Explanation: **Explanation:** **1. Why Ankylosing Spondylitis (AS) is Correct:** Sacroiliitis is the earliest and most characteristic radiographic feature of Ankylosing Spondylitis. In AS, the involvement is classically **bilateral and symmetrical**. It typically begins in the lower two-thirds of the sacroiliac joint (the synovial portion). Radiographic progression follows a predictable pattern: pseudowidening (due to erosions), followed by sclerosis, and ultimately complete bony ankylosis (fusion). **2. Analysis of Incorrect Options:** * **Juvenile Rheumatoid Arthritis (JRA):** While JRA can involve the SI joints, it is not the hallmark. It more commonly presents with cervical spine fusion or small joint involvement in the hands/feet. * **Nail-Patella Syndrome:** This is a genetic disorder characterized by "Fong’s Prongs" (bilateral iliac horns), hypoplastic nails, and absent/small patellae. It does not typically cause sacroiliitis. * **Osteitis Condensans Ilii:** This presents as **bilateral, symmetrical sclerosis** of the iliac side of the SI joint.

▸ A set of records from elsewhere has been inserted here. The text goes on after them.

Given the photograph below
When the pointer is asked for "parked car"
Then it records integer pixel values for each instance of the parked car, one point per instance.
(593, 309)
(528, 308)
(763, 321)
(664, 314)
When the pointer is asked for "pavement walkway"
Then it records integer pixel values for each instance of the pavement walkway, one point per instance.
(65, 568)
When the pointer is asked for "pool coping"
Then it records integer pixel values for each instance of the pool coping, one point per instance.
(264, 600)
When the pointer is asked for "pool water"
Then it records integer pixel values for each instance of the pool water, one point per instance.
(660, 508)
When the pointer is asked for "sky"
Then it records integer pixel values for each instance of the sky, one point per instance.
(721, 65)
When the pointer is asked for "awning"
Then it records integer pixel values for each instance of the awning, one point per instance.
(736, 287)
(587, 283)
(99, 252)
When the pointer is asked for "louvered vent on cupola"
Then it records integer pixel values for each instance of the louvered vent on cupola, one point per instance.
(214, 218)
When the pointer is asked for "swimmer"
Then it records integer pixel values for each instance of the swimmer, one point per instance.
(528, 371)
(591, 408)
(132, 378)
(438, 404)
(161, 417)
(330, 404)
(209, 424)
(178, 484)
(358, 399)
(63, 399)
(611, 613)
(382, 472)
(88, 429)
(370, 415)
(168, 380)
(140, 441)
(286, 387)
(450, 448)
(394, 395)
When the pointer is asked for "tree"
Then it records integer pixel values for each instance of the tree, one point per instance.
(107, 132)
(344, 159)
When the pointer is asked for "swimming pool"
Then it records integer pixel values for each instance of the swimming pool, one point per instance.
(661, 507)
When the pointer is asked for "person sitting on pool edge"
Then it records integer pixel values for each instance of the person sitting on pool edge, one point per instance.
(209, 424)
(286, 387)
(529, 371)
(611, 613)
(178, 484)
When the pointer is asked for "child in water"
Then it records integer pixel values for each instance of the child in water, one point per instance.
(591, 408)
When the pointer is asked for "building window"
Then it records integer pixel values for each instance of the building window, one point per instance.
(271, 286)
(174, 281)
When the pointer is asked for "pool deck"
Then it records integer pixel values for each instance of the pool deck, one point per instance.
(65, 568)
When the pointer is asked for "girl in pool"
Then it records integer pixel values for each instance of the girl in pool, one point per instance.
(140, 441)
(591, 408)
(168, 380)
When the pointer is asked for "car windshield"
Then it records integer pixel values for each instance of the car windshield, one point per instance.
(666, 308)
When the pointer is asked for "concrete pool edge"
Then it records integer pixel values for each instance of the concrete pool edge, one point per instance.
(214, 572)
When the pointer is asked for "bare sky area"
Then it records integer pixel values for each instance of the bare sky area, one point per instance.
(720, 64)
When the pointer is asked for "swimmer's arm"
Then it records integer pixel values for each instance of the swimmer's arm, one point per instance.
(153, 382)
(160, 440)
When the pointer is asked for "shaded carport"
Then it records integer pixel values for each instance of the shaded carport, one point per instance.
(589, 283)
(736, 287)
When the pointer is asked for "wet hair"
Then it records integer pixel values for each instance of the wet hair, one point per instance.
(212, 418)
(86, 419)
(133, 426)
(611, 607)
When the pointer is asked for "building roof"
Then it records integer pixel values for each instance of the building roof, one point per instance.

However, unlike AS, the joint space is preserved, there are no erosions, and it is usually an asymptomatic finding in multiparous women. **3. NEET-PG High-Yield Pearls:** * **Symmetry Rule:** * *Bilateral Symmetrical:* Ankylosing Spondylitis, Enteropathic Arthritis (IBD). * *Bilateral Asymmetrical/Unilateral:* Psoriatic Arthritis, Reactive Arthritis (Reiter’s). * **Radiology Sign:** Look for the **"Bamboo Spine"** (marginal syndesmophytes) and **"Dagger Sign"** (ossification of supraspinous/interspinous ligaments) in advanced AS. * **HLA Association:** AS is strongly associated with **HLA-B27** (>90% of cases). * **Modified New York Criteria:** Used for diagnosis, requiring radiographic evidence of sacroiliitis plus clinical criteria (limited lumbar motion/chest expansion).